[selectors-api] Investigating NSResolver Alternatives

Hi,
   Recently, we had discussion on pubilc-webapi about what should be 
done with the current NSResolver, and whether or not it was causing more 
problems than it's worth.  I realise that there is work going into 
implementing the current NSResolver as currently specced, but no 
implementation has shipped yet, so it's not too late, and the 
implementation experience has been very useful for this research and in 
making a more informed decision.

There are a few alternative proposals that have been discussed, 
including the following

* Dropping the feature (or bug, if you prefer) entirely
* Deferring it until v2 and having browsers ship without support for
   NSResolver in inital implementations
   - (Note: The spec already allows implementations to ship without such
      support anyway)
* Use the JS Object notation: {"prefix": "uri", ...}
* Requiring a Node with appropriate namespace declarations to be passed.
* Defining a new native object that can have namespace declarations
   added to it by scripts.
   var resolver = new NamespaceResolver()
   resolver.add("prefix", "uri");
* Defining the nsresolver to be a DOMString with various possible syntaxes:
   - a space separated set of "prefix=uri prefix2=uri2"
   - JSON syntax '{"prefix": "uri"}'
   - the @namespace syntax defined in CSS.
     "@namespace 'defaultns'; @namespace prefix 'uri'"
     "@namespace url(defaultns); @namespace prefix url(uri)"
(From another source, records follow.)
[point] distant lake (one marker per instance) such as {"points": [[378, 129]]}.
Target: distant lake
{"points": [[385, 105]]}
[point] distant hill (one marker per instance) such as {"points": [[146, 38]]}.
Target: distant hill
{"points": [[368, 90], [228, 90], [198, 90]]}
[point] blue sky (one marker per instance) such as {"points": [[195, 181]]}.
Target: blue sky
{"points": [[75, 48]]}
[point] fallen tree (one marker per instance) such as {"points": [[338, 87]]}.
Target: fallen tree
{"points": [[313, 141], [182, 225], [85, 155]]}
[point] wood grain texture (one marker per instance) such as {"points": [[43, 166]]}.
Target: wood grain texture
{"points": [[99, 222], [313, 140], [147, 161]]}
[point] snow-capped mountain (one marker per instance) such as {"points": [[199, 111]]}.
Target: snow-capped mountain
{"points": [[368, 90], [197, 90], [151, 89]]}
All of these have advantages and disadvantages and I intend to evaluate 
each one.

But first, the problems with the current function approach that need to 
be addressed, a the use cases that need to be addressed by any potential 
solution.


* Resolving the default namespace

The DOM 3 Core Node.lookupNamespaceURI required null to be passed in 
order to obtain the default namespace, but it would be better for both 
authors and implementers if this were "" instead.  Browsers differ 
significantly in how they implement Node.lookupNamespaceURI() anyway, so 
perhaps the theoretical compatibility with the DOM 3 Core spec isn't all 
that necessary.


* null/undefined Return Values

The spec currently requires null and undefined return values to be 
treated the same as an empty string.  This was done to make things more 
convenient for authors.  However, Boris has reported this is an 
implementation problem because they are converted to "null" and 
"undefined" as a result of the return value being defined as a DOMString.
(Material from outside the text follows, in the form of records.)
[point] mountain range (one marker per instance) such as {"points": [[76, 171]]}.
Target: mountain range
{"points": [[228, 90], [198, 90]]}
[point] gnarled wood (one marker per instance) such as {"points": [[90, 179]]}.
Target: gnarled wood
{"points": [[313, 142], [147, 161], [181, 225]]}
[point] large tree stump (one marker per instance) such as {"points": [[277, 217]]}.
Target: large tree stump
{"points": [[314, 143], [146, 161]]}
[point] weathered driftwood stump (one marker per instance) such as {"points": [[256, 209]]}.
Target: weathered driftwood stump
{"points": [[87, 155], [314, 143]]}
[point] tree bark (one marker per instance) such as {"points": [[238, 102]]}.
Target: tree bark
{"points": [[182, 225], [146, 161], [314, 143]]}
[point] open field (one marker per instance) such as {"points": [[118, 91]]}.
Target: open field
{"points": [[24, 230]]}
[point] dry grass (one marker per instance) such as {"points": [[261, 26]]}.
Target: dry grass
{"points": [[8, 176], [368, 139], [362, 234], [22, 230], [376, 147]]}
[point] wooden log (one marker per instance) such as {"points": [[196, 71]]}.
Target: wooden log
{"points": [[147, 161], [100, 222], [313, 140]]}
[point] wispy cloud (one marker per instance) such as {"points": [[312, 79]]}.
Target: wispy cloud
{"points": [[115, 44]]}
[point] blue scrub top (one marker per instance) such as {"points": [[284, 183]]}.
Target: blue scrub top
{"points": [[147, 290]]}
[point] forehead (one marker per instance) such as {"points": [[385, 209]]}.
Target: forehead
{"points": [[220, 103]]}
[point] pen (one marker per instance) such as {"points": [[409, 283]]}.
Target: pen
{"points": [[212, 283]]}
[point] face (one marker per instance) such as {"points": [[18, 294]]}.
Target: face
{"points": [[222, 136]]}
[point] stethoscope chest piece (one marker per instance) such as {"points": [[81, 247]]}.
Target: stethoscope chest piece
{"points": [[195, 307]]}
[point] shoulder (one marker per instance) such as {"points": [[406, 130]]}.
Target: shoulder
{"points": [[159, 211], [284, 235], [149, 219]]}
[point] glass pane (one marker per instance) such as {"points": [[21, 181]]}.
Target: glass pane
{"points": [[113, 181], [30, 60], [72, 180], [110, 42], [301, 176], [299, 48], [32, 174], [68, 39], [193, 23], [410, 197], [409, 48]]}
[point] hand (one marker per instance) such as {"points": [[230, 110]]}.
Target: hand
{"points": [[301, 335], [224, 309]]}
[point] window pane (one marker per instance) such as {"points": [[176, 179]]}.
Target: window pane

* Hostile resolver - DOM Modification

Functions could potentially modify the DOM while resolving namespaces, 
which could result in non-interoperable behaviour.  To ensure as much 
interop as possible, the spec could require all prefixes and the default 
NS to be resolved prior to finding any potential match.  But this 
prevents implementations from performing optimisations, such as not 
resolving namespaces in unnecessary cases.

Should the implementation only return matches present during the post 
modification DOM?  Consider

<p><svg:svg>...</svg:svg></p>

querySelectorAll("p, svg|svg", resolver);

If the implementation sees that the p matches without having to resolve 
the SVG prefix, but then while resolving it to see if the <svg:svg> 
element matches, the P element is removed from the DOM.  Should the p 
element still be returned?

Possible behaviour to define to handle this:
- Leave it explicitly undefined, allow for potentially non-interoperable 
behaviour here. (Not ideal)
- Require all prefixes to be resolved first
- Allow exception to be thrown


* Moving nodes between documents

If lookupNamespaceURI() moves a node from an XML document to an HTML 
document using document.adoptNode(), the case sensitivity of selectors 
is unclear.  e.g.

Assume this script is running in an HTML document

var otherDocument = ... // some other XML document.
var foo = otherDocument.getElementById("foo");
function resolver() {
   document.adoptNode(foo); // Move node from otherDocument to this one
   return "";
}

foo.querySelector("p", resolver);

Because foo was initially in an XML document, the selector would have 
been case insensitive.  But since the resolver moved it into an HTML 
document while resolving the default ns, does it now become case 
insensitive?

Possible ways to handle this:
* Require the selector to remain case sensitive
* Allow implementation to throw exception; same as DOM Modification 
issue above


* Hanging

How to protect against silly authors that do this?

function resolver() {
   while(true);
}

or other things causing infinite loops or infinite recursion.  Loops 
could just run forever, browsers already need to ensure they don't 
completely hang the UI.  For recursion, browsers will throw a recursion 
exception when it reaches the recursion limit.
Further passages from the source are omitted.